Mentre si avvicina la scadenza per la decisione della Securities and Exchange Commission (SEC) su un fondo negoziato in borsa (ETF) basato su Bitcoin all'approvazione entro il 10 gennaio. Nonostante l'ottimismo prevalente, gli analisti esitano a spingere le probabilità oltre il 90%, esprimendo preoccupazione per la possibilità che la SEC richieda "più tempo" anziché emettere un rifiuto categorico.

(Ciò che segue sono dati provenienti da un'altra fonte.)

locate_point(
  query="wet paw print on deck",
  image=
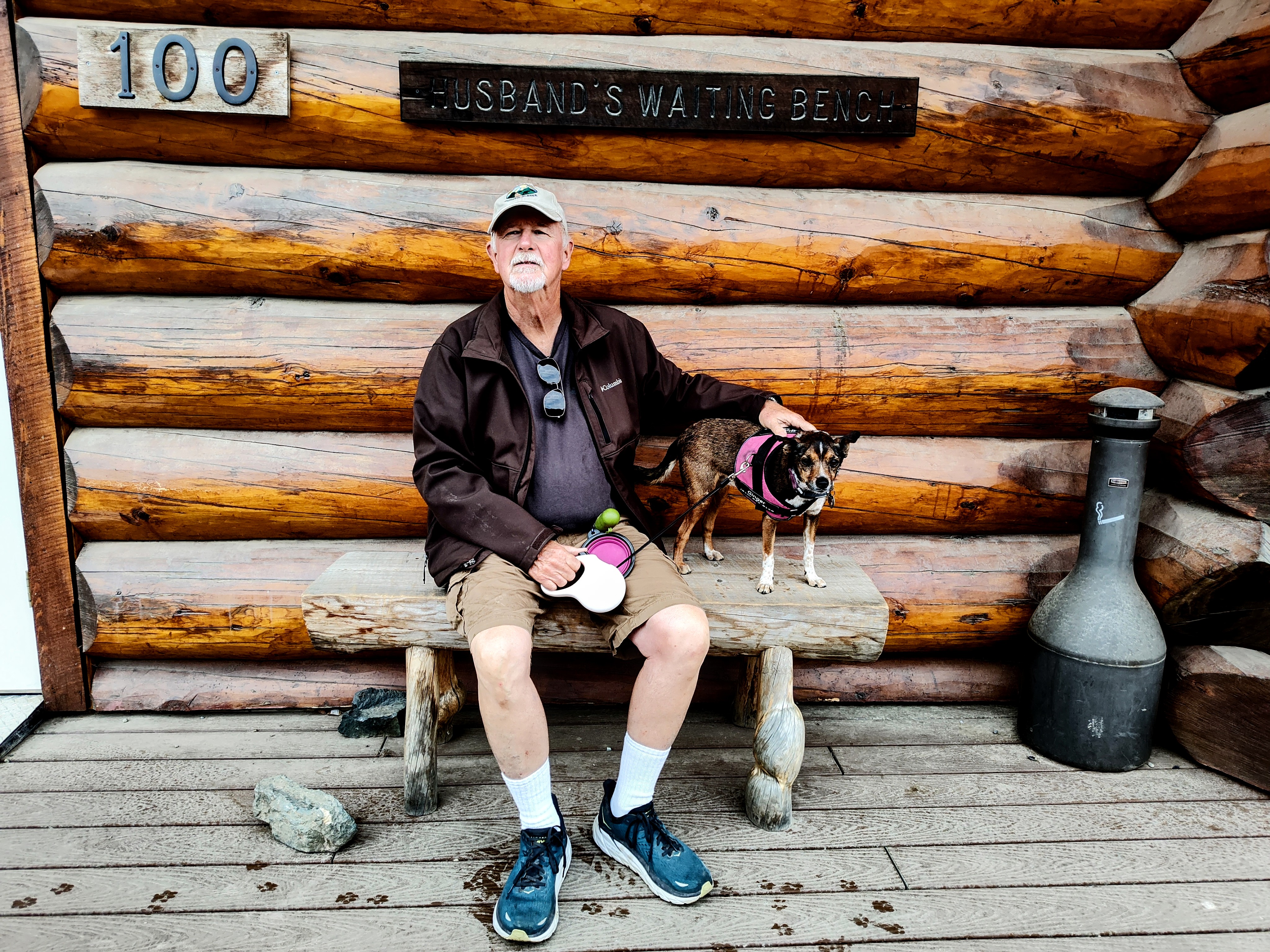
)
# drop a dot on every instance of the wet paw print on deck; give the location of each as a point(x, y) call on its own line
point(882, 907)
point(159, 899)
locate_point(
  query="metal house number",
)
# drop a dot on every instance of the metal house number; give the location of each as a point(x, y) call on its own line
point(124, 47)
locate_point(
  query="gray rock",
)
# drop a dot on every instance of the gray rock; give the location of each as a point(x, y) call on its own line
point(376, 712)
point(309, 821)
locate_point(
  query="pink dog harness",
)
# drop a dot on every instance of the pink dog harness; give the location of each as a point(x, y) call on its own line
point(753, 480)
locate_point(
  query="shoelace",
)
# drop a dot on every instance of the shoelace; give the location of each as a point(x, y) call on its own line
point(656, 831)
point(533, 874)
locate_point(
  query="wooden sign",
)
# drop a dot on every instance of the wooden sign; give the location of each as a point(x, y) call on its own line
point(184, 69)
point(658, 101)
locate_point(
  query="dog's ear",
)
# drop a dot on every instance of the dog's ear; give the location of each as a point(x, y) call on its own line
point(845, 442)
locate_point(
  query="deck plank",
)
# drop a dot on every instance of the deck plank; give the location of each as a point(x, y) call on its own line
point(340, 774)
point(972, 758)
point(475, 881)
point(597, 878)
point(1081, 864)
point(825, 829)
point(737, 921)
point(815, 829)
point(491, 800)
point(199, 746)
point(148, 819)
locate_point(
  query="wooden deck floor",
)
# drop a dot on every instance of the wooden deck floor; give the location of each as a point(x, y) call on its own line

Un analista di Bloomberg spiega il verdetto sugli ETF spot Bitcoin
L'analista di Bloomberg, in particolare, sottolinea che l'assenza di una percentuale di approvazione defisuperiore al 90% è dovuta alla percepita necessità di ulteriore tempo da parte della SEC. La fiducia nell'evitare un rifiuto totale è rafforzata dagli ingenti sforzi profusi sia dall'organismo di regolamentazione che dagli emittenti di ETF Bitcoin . L'analista di Bloomberg arriva a definire un rifiuto categorico in questa fase come il potenziale "trucco del decennio", sottolineando la portata delle conseguenze che una simile mossa comporterebbe. L'impegno dimostrato da tutte le parti coinvolte, anche durante le festività natalizie, contribuisce alla fiducia degli analisti di Bloomberg in un esito positivo.

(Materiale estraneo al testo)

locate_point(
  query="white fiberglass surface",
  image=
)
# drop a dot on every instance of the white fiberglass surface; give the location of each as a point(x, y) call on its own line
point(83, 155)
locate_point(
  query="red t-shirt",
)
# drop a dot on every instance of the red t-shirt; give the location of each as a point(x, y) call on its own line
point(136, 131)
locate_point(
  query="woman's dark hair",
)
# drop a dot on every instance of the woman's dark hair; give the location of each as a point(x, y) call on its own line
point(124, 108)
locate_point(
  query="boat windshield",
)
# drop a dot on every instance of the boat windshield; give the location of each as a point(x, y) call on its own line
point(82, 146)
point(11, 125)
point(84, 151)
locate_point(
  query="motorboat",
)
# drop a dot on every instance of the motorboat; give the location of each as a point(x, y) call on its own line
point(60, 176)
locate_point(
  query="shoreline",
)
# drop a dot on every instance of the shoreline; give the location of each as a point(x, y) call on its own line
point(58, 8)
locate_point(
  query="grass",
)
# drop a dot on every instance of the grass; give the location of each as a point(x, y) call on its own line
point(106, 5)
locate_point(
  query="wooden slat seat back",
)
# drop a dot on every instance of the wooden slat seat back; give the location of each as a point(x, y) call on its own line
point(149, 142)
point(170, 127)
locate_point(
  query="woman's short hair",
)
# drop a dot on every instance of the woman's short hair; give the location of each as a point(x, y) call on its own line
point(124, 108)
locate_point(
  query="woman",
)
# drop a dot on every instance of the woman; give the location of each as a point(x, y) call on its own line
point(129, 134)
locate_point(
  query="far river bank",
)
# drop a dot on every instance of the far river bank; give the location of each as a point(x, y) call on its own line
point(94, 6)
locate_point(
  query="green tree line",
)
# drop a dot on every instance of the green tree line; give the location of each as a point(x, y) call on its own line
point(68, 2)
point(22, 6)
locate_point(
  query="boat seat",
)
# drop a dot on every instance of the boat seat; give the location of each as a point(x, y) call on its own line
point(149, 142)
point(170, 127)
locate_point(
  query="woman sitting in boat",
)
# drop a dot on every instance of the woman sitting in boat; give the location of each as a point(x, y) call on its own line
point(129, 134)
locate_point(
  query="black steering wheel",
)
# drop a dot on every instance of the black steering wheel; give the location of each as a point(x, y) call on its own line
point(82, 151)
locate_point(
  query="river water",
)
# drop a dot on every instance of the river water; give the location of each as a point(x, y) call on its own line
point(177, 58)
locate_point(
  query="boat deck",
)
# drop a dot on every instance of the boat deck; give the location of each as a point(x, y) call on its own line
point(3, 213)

Vetle Lunde di K33 Research condivide questa opinione, assegnando una probabilità di appena il 5% di un rifiuto definitivo dell'ETF in un recente rapporto di mercato. Il consenso tra gli analisti suggerisce che la probabilità di approvazione superi di gran lunga quella di un rifiuto. Nonostante l'ottimismo prevalente, permane un'ombra di incertezza, soprattutto per quanto riguarda le conseguenze di un ipotetico rifiuto definitivo. Balchunas ipotizza che gli emittenti di fondi potrebbero emulare il gestore di criptovalute Grayscale e avviare azioni legali contro la SEC.
L'effetto ripple di un rifiuto
Questo scenario, qualora si concretizzasse, potrebbe portare a una risposta rapida anziché al consueto periodo di riflessione. Gli analisti sostengono che gli stakeholder abbiano investito troppo tempo e risorse per abbandonare facilmente l'idea di un ETF Bitcoin . Il sentimento pubblico, come emerge dai commenti presentati alla SEC, mostra una divergenza di opinioni. I commenti più recenti, risalenti al 2 gennaio, si esprimono esplicitamente a favore del rifiuto categorico degli ETF. Un commento degno di nota solleva preoccupazioni sulla natura decentralizzata di Bitcoin, suggerendo che potrebbe attrarre regimi autoritari che cercano di eludere le sanzioni ed esercitare un maggiore controllo sui propri cittadini.
Mentre il settore attende la decisione della SEC, il mercato osserva attentamente eventuali cambiamenti nelle dinamiche normative. Le prossime settimane saranno decisive per capire se la SEC darà il via libera all'ETF Bitcoin , aprendo potenzialmente nuove opportunità di investimento in criptovalute all'interno delle strutture finanziarie tradizionali. In alternativa, la SEC potrebbe optare per ulteriori deliberazioni, prolungando l'incertezza per gli operatori del settore. Nel mondo in continua evoluzione delle criptovalute, gli sviluppi normativi rivestono un ruolo cruciale.
La decisione sull'ETF Bitcoin funge da cartina di tornasole, indicando il livello di accettazione che le criptovalute potrebbero ottenere all'interno dei sistemi finanziari tradizionali. L'attesa nella comunità riflette l'importanza di questa decisione, con gli stakeholder che sperano in un'approvazione fondamentale, preparandosi al contempo a potenziali battaglie legali in caso di rifiuto. Mentre il tempo stringe in vista della scadenza fissata dalla SEC, la comunità crypto rimane attiva, presentando diverse prospettive all'organismo di regolamentazione. Che l'ETF ottenga l'approvazione, subisca un ritardo o venga respinto senza indugi, le ripercussioni per il mercato delle criptovalute e i suoi partecipanti saranno considerevoli.